BIM and Virtual Construction: Where is the Money?
BY DAMON SOCHA AND JENNIFER LANZETTI
"Show me the ROI of BIM " is the mantra of project executives and architect-engineering-construction (AEC) business owners throughout the industry. BIM return on investment is elusive and fraught with varying opinions. So we must view it from a higher perspective: BIM should not be viewed as a directly relatable money-saving application, but a risk-reduction strategy.
Let’s have a heart to heart about BIM and its counterpart virtual construction. Where is the money? You will spend hundreds of thousands of dollars on hardware, software, training, people, infrastructure and a variety of miscellaneous costs just to put a good system in place, and on paper you will have no real savings to show for it. That number goes right to your bottom line! Your BIM/estimating team will put out "ghost number" conceptual estimates that show you saving a few hundred thousand dollars in change orders on various jobs. How did that financially help the contractor or designer? Conceptual does not show up on the bottom line. Furthermore, you lost what profit you could have gained on the change orders.
Sure you showed your BIM savvy to the owner and he may give you the next project, but that is certainly not a guarantee.Yes, the schedule and project flowed better, but how do you know that wouldn’t have happened anyway? What difference did your well-paid BIM employee, sophisticated computers and expensive software provide? Was there a real benefit? Can you quantify it? Where is the concrete evidence?
The fact is BIM/virtual construction implementation is expensive and will be a cost to the bottom line of any company. You will not likely make any more money using it that will directly relate to its use. The systems, software and hardware will disrupt the work flow, require constant upgrade, and change the way that you do business. Unless you sell BIM services for a living, expect it to show on the bottom line in red. There is no directly relatable capital in virtual construction or BIM. So the question begs, if it provides no direct monetary incentive, why engage in this disruptive practice?
The answer gets to the heart of what we do as designers and contractors. The reality of what we do is not execution and management of design and construction contracts. Yes we design and construct buildings but the reality is we are risk managers. Virtually anyone could design or construct a project if it had no risk. The reality is that owners hire and pay "experienced" designers and contractors to manage project risk. We are risk managers and the better we manage, the better our profit and final product.
HOW DOES VIRTUAL CONSTRUCTION AND RISK MANAGEMENT INTERACT?
There is no better tool that exists to mitigate the risk of a project than virtual construction and project management software. Virtual construction provides the opportunity to test theories, investigate problems, and build projects long before we experience schedule constraints and a loss of productivity.

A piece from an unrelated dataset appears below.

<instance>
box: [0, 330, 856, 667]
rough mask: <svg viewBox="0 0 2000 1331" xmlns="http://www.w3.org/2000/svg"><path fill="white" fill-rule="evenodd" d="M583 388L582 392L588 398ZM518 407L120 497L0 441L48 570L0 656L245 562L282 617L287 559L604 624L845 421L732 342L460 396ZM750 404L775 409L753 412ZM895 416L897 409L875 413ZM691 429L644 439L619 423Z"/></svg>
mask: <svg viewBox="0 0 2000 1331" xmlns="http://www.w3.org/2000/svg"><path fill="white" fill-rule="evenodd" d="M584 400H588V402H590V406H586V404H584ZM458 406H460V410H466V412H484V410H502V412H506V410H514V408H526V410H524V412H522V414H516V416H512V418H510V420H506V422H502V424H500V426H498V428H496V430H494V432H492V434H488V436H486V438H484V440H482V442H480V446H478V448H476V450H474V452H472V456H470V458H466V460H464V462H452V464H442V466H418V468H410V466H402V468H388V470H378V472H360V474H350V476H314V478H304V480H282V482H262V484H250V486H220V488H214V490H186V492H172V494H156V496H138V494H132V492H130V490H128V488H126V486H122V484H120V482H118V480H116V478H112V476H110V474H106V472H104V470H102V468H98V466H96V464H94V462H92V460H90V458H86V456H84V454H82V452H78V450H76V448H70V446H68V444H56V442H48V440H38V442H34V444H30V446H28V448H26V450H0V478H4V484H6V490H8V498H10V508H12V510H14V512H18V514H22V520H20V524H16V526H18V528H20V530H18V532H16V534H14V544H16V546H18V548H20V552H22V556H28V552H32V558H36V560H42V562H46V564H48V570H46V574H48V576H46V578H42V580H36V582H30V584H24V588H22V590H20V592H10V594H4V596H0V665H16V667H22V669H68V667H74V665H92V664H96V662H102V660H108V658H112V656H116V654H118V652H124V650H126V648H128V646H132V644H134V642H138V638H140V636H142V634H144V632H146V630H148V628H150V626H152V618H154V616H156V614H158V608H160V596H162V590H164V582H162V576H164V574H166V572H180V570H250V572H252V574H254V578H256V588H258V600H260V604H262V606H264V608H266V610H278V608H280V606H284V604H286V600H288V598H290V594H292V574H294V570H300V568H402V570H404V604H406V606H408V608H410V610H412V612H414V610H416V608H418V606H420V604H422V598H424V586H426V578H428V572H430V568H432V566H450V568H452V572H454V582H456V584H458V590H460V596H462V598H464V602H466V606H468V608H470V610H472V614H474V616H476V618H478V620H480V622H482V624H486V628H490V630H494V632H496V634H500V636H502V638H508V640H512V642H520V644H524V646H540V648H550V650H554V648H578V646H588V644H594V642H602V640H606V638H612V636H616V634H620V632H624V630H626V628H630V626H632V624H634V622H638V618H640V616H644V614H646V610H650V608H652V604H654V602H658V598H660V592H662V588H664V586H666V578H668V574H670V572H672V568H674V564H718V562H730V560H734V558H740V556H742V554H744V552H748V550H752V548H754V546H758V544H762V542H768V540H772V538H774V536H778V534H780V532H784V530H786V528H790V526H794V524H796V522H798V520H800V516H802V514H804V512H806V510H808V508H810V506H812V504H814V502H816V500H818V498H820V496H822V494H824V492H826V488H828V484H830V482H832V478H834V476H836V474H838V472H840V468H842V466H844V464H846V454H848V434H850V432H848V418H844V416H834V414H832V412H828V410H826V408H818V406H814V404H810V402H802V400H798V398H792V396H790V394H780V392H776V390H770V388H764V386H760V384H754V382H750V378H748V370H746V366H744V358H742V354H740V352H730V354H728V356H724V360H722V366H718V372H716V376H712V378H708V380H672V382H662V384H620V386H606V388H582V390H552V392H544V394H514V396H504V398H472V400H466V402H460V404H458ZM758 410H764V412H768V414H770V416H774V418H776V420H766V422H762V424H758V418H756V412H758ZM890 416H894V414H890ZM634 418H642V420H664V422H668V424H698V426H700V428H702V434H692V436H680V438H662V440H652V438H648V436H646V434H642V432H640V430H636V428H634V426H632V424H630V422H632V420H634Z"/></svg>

The risks of a project can be identified well before reality sets in and we are faced with the glaring result that our assessment was incorrect. Far better to have reviewed the assumptions in a world where cost and schedule are virtual and theoretical than to test our theories when time and money matter.
WHERE IS THE MONEY?
The problem with the answer is really the framework of the question. The contractor or designer is looking for a hard cost to offset the use of the tool. Can you reduce your personnel? Can you reduce the general conditions? What project costs will be offset by the use of virtual construction? The framework of the question should be: How can I reduce my exposure on this project? How can I better protect the fee? What tool will enable me to assure myself and the owner of success? As schedules become shorter, fees reduce, and the risk increases, architect-engineer-contractor-owner (AECO) teams must turn to virtual technologies to identify and resolve risks before they become litigation. Each project must be dissected and assessed based on risk.
After and during the evaluation, virtual construction (BIM) tools should be implemented where the technology can best reduce or eliminate project unknowns, issues, concerns, lack of information and so forth. However, in order to do this you will need a competent VDC or BIM manager who understands the reality,limitations and capabilities of the software and the time needed to complete the risk reducing task. Remembering that risk mitigation is a combination of technology and processes merged.
Each project has its own unique and inherent risk and will need different approaches to most effectively implement the technology. BIM and virtual construction should never be used cart blanche for every project in the same manner and approach. If approached based on the identified risks, BIM and virtual construction can be powerful tools to reduce exposure, increase production and maintain the profitability and schedule of a project.
So, the answer to the question of "Where is the money?" is quite simple. Without the effective implementation of virtual construction technologies, "where is the money" will become "what happened to my profit?" Projects will be marginally effective and minimally successful at best. Instead of asking "What is my ROI?" perhaps better to ask "What is my LOF, loss on failure?"
Damon Socha directs the virtual construction department for Lydig Construction Company, a member of Inland Northwest Chapter AGC and AGC of Washington. Jennifer Lanzetti is the principal of Cn3D Construction, assisting the AECO industry to fill the gap between great building technologies and the implementation of these tools. Socha and Lanzetti teach AGC’s BIM Education Program Units 1-4.